Math B4500: Course Information
Course Title: Dynamical Systems II
Prerequisites: Math A4500.
Catalog Description: Topics will be chosen from the areas of ergodic theory, topological dynamics, differentiable dynamics, complex dynamics and symbolic dynamics.
Semester: Spring 2021.
Meeting time and place: TuTh 6:00 - 7:40pm on Blackboard Collaborate Ultra.
- Name: Prof. Pat Hooper
- Office Hours: Mondays and Tuesdays 1:30-2:30pm on any day classes meet via Zoom. Appointments are also accepted.
The zoom link is listed on blackboard.
- Office: NAC 6/282
- Email: firstname.lastname@example.org
- Clark Robinson. Dynamical Systems: Stability, Symbolic Dynamics, and Chaos, 2nd edition, CRC Press, 1998.
- C. E. Silva, Invitation to Ergodic Theory, American Mathematical Society, 2007.
- Gerald Edgar, Measure, Topology, and Fractal Geometry, 2nd edition, Springer, 2008.
The primary course textbook is the book by Silva. I primarily included Robinson, because it is a broad introduction to the subject and my understanding is that it was used in A4500. The Edgar textbook is feely available from our library through SpringerLink; try the link above. More textbooks and articles may be used in the course, but these will be provided for free to the class (perhaps by the Library).
- Experimentation in the context of dynamical systems (Programming)
- Invariant measures for dynamical systems
- Fractal geometry:
- Fractals and dynamical systems
- Hausdorff measure and dimension
- Integration using measures
- Ergodic theorems
- Interval exchange transformations and Piecewise isometries
- Renormalization (Self-similarity in dynamical systems)
- Notions of mixing (if time permits)
This list of topics is certainly shaped by my own interests and views of what is important in the field of dynamical sytems. I welcome input, and am happy to diverge somewhat from the topics above to address student interests. Dynamics is a broad subject, and while there are broadly applicable approaches and techniques, there is also a diversity of areas of dynamical systems, differing in focus and in goals.
A goal of this class is to introduce the concept of ergodicity and its consequences, which I believe are central to the subject of dynamical systems. In order to do this, we will need some measure theory. The book by Silva offers a basic introduction to measure theory in the context of dynamical systems, which seems ideal. This course is not meant to be a replacement for a Real Analysis course, and I recognize that very few students have seen measure theory before. The goal will be to cover the essential concepts in measure theory carefully, and discuss many of the important and fundamental results, but not rigorously prove most measure results about measure theory so that we have time in the course to devote to dynamical concepts.
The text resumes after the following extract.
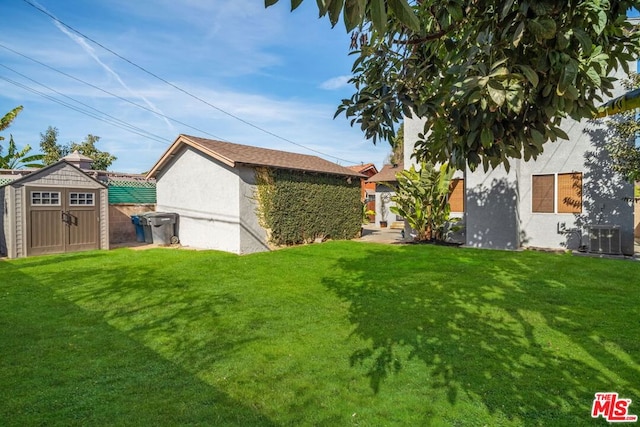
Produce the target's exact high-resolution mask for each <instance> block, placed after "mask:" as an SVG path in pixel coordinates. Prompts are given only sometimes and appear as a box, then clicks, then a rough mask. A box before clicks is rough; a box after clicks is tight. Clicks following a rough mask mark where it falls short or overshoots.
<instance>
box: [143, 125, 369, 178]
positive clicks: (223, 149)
mask: <svg viewBox="0 0 640 427" xmlns="http://www.w3.org/2000/svg"><path fill="white" fill-rule="evenodd" d="M185 145H187V146H190V147H192V148H194V149H195V150H198V151H199V152H201V153H203V154H206V155H208V156H210V157H212V158H214V159H216V160H218V161H220V162H221V163H224V164H225V165H227V166H230V167H232V168H235V167H237V166H239V165H246V166H265V167H271V168H278V169H292V170H298V171H305V172H317V173H326V174H331V175H343V176H357V177H365V176H364V175H362V174H360V173H358V172H355V171H353V170H351V169H349V168H346V167H344V166H340V165H338V164H336V163H332V162H330V161H328V160H324V159H321V158H320V157H317V156H310V155H307V154H298V153H290V152H287V151H279V150H271V149H268V148H260V147H252V146H249V145H240V144H233V143H231V142H222V141H215V140H212V139H205V138H198V137H195V136H190V135H179V136H178V138H177V139H176V140H175V141H174V143H173V144H172V145H171V147H169V149H168V150H167V151H166V152H165V153H164V155H163V156H162V157H161V158H160V160H158V162H157V163H156V164H155V165H154V166H153V168H152V169H151V170H150V171H149V173H148V174H147V178H149V177H155V176H156V175H157V174H158V172H160V171H161V170H162V168H163V167H164V166H165V165H167V163H168V162H169V161H170V160H171V158H172V157H173V156H174V155H175V154H176V152H177V151H178V150H179V149H180V148H182V147H183V146H185Z"/></svg>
General expectations: For each hour spent in the classroom, I expect you to spend at least three hours reading and understanding the book, understanding lecture notes, doing homework, and programming. Practice (doing problems, proofs, and programming) is an important part of learning. Only adequate practice will guarantee that you can complete midterm and final exam problems in a timely manner.
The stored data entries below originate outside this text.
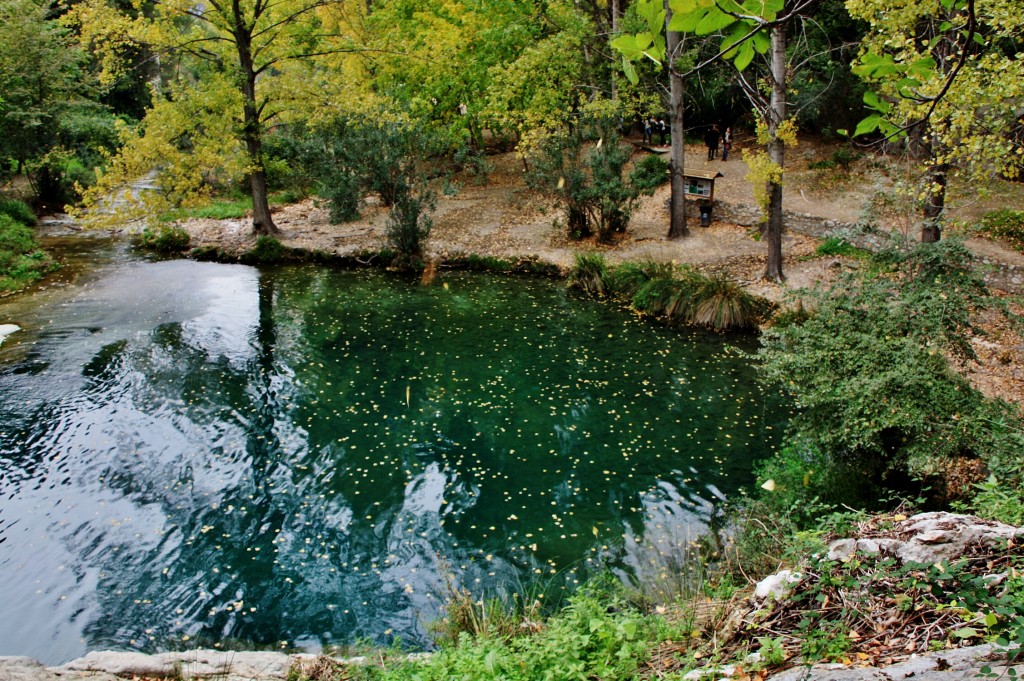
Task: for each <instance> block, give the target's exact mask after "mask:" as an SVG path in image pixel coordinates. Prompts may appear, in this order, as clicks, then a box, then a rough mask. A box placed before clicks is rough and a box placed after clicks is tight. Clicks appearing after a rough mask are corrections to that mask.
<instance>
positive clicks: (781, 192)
mask: <svg viewBox="0 0 1024 681" xmlns="http://www.w3.org/2000/svg"><path fill="white" fill-rule="evenodd" d="M768 117H769V120H768V132H769V135H770V138H771V141H770V142H769V143H768V158H769V159H770V160H771V162H772V164H773V165H775V166H777V167H778V168H784V167H785V144H784V142H783V141H782V140H781V139H779V137H778V128H779V126H780V125H781V124H782V122H783V121H784V120H785V27H784V26H776V27H774V28H773V29H772V30H771V111H770V112H769V113H768ZM767 191H768V221H767V223H766V224H765V233H764V238H765V242H766V243H767V245H768V257H767V262H766V264H765V273H764V279H766V280H769V281H772V282H782V281H784V280H785V275H784V274H783V273H782V227H783V223H782V182H781V179H779V180H778V181H774V180H769V181H768V186H767Z"/></svg>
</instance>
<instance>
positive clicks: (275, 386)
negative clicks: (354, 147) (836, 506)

- Homework, Quizzes, and Classwork (40%)
- One Midterm Exam (20%)
- Final Exam (40%)
Exams: Exams will take place on either Zoom or Blackboard Collaborate Ultra. Prof. Hooper reserves the right to spot check anyone's online exam results with a one-on-one oral exam/questioning.
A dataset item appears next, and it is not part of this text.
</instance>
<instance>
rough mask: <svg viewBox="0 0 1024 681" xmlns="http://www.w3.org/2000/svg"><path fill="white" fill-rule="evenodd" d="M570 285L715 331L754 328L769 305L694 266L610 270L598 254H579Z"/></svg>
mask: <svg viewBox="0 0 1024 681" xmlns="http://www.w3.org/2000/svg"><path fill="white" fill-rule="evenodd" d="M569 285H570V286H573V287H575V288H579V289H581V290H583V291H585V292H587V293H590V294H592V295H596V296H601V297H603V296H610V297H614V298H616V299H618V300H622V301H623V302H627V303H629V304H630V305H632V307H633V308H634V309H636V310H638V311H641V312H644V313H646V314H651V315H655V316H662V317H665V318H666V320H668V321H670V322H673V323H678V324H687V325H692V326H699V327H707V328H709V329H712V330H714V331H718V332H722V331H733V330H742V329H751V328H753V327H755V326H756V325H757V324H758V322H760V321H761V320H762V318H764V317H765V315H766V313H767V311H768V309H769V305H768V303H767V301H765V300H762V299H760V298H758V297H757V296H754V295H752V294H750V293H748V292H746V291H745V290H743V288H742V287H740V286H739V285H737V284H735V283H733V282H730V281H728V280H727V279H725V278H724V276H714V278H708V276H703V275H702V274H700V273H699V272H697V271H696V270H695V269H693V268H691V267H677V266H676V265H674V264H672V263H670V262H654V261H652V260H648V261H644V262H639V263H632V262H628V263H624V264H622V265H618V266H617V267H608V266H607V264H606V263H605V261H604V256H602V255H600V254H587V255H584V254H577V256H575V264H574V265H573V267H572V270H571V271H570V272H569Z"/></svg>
Midterm exam: A midterm will be held on Thu, Mar 25. You will be given the full class to complete the midterm.
Final exam: The final exam will be held at a time determined by the college. As of the writing of this document, this time has not been determined.
Proctoring: This course may employ an online proctoring system for exams, which may require the use of a video camera.
Exam makeups: A midterm missed under well-documented and sufficiently compelling circumstance will result in that grade not counting towards the course grade and the remainder of grades scaled up in value so as to make the total possible grade in the course 100%. (That is in the chart of percentages above, the percentages will be scalled by 100/80.)
If a midterms are missed under well-documented and sufficiently compelling circumstances, an offer of a makeup for the second midterm will be made. The makeup must be taken within one week of the scheduled exam, or a zero will be assigned as the exam grade.
If the final exam is missed under well-documented and sufficiently compelling circumstances, an offer of a makeup for the final exam will be made. The makeup must be taken within one week of the scheduled exam, or a zero will be assigned as the exam grade. The final exam makeup may be an oral exam, even if the regular final exam is not.
Notify me ahead of any exam you expect to miss to be sure your circumstances are sufficiently compelling.